Écrit par Yohan Hervé.
Lorsque nous avons commencé à travailler sur Leap of Fate, notre objectif initial était de créer un jeu d’action en 3D qui serait aussi bien à l’aise sur PC que sur mobile.
Cet article décrit le processus de réflexion et les décisions techniques qui nous ont aidés à développer les graphismes du jeu.
Bien que l’accent soit mis sur les pipelines 3D et l’optimisation, nous aborderons également notre orientation graphique générale.

Décisions de préproduction

La préproduction est généralement la phase au cours de laquelle vous testez des hypothèses, prenez des décisions et intégrez toutes vos idées dans un plan d’action cohérent. Multiplateforme.
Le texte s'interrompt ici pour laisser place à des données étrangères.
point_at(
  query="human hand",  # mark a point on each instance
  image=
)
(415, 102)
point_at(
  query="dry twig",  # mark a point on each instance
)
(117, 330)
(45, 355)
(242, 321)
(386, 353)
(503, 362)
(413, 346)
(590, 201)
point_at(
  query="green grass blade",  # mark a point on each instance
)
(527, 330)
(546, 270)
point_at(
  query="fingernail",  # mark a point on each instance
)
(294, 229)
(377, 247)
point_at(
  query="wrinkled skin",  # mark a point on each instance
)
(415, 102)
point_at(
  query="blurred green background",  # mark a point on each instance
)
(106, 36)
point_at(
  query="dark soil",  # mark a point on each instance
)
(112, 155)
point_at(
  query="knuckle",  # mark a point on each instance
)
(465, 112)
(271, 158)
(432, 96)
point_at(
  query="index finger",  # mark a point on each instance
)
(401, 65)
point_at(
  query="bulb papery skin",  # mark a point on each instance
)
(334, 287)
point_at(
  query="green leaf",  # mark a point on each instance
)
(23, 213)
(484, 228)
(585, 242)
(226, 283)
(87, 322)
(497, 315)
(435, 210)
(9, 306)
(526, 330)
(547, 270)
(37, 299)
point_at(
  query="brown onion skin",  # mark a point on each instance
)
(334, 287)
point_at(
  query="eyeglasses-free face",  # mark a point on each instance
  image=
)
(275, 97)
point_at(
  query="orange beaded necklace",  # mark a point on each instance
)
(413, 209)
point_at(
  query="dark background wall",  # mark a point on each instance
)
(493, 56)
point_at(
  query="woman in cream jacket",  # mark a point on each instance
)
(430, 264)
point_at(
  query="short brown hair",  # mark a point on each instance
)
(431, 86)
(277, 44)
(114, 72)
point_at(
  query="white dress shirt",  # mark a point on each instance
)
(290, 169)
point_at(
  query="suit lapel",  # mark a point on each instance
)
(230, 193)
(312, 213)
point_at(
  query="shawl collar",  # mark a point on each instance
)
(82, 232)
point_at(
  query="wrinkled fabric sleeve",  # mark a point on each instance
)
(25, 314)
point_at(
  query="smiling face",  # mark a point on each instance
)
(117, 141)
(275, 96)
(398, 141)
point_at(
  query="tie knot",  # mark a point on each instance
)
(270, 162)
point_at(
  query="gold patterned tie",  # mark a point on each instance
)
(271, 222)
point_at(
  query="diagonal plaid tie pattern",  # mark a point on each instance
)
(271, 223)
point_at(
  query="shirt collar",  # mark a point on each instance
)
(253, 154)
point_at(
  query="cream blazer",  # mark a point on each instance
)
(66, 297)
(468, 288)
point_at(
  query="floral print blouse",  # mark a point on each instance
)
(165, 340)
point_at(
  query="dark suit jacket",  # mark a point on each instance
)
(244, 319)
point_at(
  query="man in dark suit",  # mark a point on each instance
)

Notre première grande série de décisions concernait la planification du développement multiplateforme de notre jeu.
Tout d’abord, il est important de noter que Clever-Plays est un petit studio dont je suis le seul artiste 3D (avec l’aide occasionnelle de freelances), et donc créer des versions complètement séparées et optimales du jeu pour chaque plateforme n’était clairement pas une possibilité, en termes de temps et de budget.
Au lieu de cela, nous devions trouver des moyens pour que le jeu soit à la fois assez beau pour le PC et assez optimisé pour le mobile.
Plus précisément, nous avons rapidement établi que les modèles 3D et les animations nécessitaient trop de travail pour être adaptés à chaque plateforme, mais que nous pouvions adapter les textures et les effets spéciaux visuels (FX ci-après) à chaque plateforme.
Pour ce faire, nous modifions la résolution et la compression des textures d’une plateforme à l’autre, et nous ajoutons des effets spéciaux, des particules et des post-traitements sur PC.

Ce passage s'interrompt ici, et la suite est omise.